Spotify has slowly expanded beyond audio, most notably with video podcasts, and now music videos are now rolling out to more subscribers. It looks a lot like how YouTube Music works.
Spotify started testing music videos in much of the world in 2024, but now the feature is coming to Premium subscriber sin the United States and Canada. It’s accessible in the Spotify apps for TV, desktop, iPhone, iPad, and Android.
If a song has a music video available, a “Switch to video” button will appear on screen. The video will start playing where the song left off, and you can switch back to the audio with another button press. Mobile devices can be turned to landscape mode to see the music video in full-screen mode.
Spotify
Spotify said in its announcement, “With this rollout, Premium users in the U.S. and Canada can begin exploring an initially limited catalog of music videos from artists like Ariana Grande, Olivia Dean, BABYMONSTER, Addison Rae, Tyler Childers, Natanael Cano, and Carín León.”
This is remarkably close to how YouTube Music handles videos: there’s a toggle to switch between the audio and video versions, and if you rotate to landscape mode, you a full-screen player interface.

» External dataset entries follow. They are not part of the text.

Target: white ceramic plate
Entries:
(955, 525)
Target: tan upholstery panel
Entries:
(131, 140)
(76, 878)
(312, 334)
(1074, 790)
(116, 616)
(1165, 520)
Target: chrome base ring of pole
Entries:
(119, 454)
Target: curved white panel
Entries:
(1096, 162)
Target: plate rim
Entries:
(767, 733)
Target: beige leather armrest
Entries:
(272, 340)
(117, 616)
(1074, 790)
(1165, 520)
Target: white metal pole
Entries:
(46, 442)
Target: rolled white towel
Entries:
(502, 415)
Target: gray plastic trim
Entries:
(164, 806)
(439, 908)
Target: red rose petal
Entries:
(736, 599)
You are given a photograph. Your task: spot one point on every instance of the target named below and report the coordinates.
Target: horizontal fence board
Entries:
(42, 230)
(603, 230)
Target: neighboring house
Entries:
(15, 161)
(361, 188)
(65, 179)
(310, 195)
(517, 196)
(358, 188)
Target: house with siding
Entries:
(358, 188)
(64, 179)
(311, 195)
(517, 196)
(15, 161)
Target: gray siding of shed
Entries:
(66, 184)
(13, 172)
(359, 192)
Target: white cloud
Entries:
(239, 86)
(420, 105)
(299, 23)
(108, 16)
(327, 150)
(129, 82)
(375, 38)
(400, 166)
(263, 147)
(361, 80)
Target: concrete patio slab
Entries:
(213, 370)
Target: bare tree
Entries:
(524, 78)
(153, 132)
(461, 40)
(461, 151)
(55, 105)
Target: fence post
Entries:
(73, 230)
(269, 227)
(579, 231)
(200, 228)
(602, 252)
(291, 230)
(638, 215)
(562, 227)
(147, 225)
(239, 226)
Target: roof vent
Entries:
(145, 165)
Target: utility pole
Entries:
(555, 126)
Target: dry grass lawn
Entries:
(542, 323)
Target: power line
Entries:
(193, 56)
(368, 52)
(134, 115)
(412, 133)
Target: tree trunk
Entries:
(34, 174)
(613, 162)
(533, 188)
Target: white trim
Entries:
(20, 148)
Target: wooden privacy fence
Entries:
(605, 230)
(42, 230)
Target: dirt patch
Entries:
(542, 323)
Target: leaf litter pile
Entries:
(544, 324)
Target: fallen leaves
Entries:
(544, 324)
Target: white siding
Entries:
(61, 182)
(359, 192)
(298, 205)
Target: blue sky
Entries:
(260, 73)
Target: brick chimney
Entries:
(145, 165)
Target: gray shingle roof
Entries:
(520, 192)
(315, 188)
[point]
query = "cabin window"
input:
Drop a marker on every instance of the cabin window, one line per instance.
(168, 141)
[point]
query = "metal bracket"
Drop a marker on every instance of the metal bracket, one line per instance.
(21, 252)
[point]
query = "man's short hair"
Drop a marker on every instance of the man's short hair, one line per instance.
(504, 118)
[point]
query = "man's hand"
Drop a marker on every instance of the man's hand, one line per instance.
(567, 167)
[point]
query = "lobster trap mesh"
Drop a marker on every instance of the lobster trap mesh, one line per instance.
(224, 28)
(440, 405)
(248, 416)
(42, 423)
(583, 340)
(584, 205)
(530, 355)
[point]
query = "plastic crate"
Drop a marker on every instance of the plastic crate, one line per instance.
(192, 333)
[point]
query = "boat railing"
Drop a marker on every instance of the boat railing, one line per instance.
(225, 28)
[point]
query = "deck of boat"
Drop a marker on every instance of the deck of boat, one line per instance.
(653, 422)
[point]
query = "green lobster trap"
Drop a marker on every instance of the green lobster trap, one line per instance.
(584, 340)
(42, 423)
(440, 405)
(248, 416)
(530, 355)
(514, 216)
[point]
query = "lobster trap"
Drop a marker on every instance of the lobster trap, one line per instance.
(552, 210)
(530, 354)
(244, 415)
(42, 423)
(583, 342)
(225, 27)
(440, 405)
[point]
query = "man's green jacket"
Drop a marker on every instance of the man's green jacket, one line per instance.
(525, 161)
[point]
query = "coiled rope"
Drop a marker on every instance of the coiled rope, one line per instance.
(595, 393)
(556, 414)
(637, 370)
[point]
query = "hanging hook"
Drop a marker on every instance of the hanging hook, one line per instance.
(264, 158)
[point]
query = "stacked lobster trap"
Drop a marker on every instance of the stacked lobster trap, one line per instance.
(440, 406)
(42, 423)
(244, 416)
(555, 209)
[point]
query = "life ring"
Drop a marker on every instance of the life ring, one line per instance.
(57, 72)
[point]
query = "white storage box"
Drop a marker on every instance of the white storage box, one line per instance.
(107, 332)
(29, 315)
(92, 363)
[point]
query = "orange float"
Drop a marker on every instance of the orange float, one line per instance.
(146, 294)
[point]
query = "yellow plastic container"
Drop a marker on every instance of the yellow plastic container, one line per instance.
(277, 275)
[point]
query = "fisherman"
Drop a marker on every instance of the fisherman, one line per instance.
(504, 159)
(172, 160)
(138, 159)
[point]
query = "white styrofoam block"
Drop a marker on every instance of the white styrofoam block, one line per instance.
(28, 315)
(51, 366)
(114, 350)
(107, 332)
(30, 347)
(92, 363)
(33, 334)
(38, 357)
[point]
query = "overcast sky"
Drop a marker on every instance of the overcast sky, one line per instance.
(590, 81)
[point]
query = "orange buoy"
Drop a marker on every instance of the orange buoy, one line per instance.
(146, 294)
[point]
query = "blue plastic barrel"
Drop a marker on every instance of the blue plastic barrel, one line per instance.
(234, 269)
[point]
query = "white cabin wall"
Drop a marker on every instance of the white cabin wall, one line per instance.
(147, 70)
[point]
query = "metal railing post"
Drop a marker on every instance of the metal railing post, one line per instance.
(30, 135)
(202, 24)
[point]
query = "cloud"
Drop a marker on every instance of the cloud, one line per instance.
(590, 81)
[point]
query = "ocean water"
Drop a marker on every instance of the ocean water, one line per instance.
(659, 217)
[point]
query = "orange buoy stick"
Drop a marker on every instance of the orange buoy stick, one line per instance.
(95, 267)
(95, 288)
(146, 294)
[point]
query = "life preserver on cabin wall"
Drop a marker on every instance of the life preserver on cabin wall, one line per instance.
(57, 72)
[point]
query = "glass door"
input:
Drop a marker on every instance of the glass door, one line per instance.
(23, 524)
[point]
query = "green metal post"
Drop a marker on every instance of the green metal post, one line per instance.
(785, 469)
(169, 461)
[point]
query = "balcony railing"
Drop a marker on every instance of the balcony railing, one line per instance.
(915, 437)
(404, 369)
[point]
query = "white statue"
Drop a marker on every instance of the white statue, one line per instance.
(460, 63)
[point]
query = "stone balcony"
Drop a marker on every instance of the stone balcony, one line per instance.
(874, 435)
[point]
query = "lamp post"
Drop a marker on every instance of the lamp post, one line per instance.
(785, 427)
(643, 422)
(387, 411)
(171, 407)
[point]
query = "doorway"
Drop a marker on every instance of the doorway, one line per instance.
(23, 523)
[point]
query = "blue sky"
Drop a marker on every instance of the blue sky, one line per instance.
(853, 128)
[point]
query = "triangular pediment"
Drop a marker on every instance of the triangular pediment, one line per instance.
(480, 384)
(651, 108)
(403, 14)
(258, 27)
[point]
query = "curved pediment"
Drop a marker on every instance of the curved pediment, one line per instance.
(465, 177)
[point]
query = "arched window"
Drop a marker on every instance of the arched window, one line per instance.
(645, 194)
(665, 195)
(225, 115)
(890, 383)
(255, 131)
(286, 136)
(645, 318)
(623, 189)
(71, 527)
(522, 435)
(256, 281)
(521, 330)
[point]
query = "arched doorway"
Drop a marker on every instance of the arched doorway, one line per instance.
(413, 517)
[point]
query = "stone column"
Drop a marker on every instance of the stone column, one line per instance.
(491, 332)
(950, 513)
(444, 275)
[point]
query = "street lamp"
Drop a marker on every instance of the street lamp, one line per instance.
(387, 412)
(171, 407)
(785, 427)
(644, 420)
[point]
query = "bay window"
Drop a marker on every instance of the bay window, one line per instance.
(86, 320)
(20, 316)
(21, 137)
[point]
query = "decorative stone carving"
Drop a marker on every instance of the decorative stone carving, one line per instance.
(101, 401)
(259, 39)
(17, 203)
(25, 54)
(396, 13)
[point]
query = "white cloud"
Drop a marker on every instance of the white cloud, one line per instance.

Not everyone is a fan of how YouTube Music merges mixes videos with regular music, though, and Spotify will likely have the same usability issues when this feature rolls out to more songs.
This is part of Spotify’s long-running push for videos, which now includes countdown pages for upcoming albums, the ‘canvas’ short looping videos used on some songs instead of album art, and the TikTok-like ‘clips’ videos. These are supposedly intended to help artists reach people who are already playing their music, but Spotify hasn’t exactly been helping artists in recent history.
The company also said, “This expansion gives millions more listeners access to a catalog of official music videos, from studio versions to live performances and covers. The initial video catalog is limited for now while the feature is in beta, but stay tuned as availability will grow quickly over the coming months.”
The feature is rolling out to Spotify Premium subscribers in the United States and Canada, so if you have a free account, you won’t see them.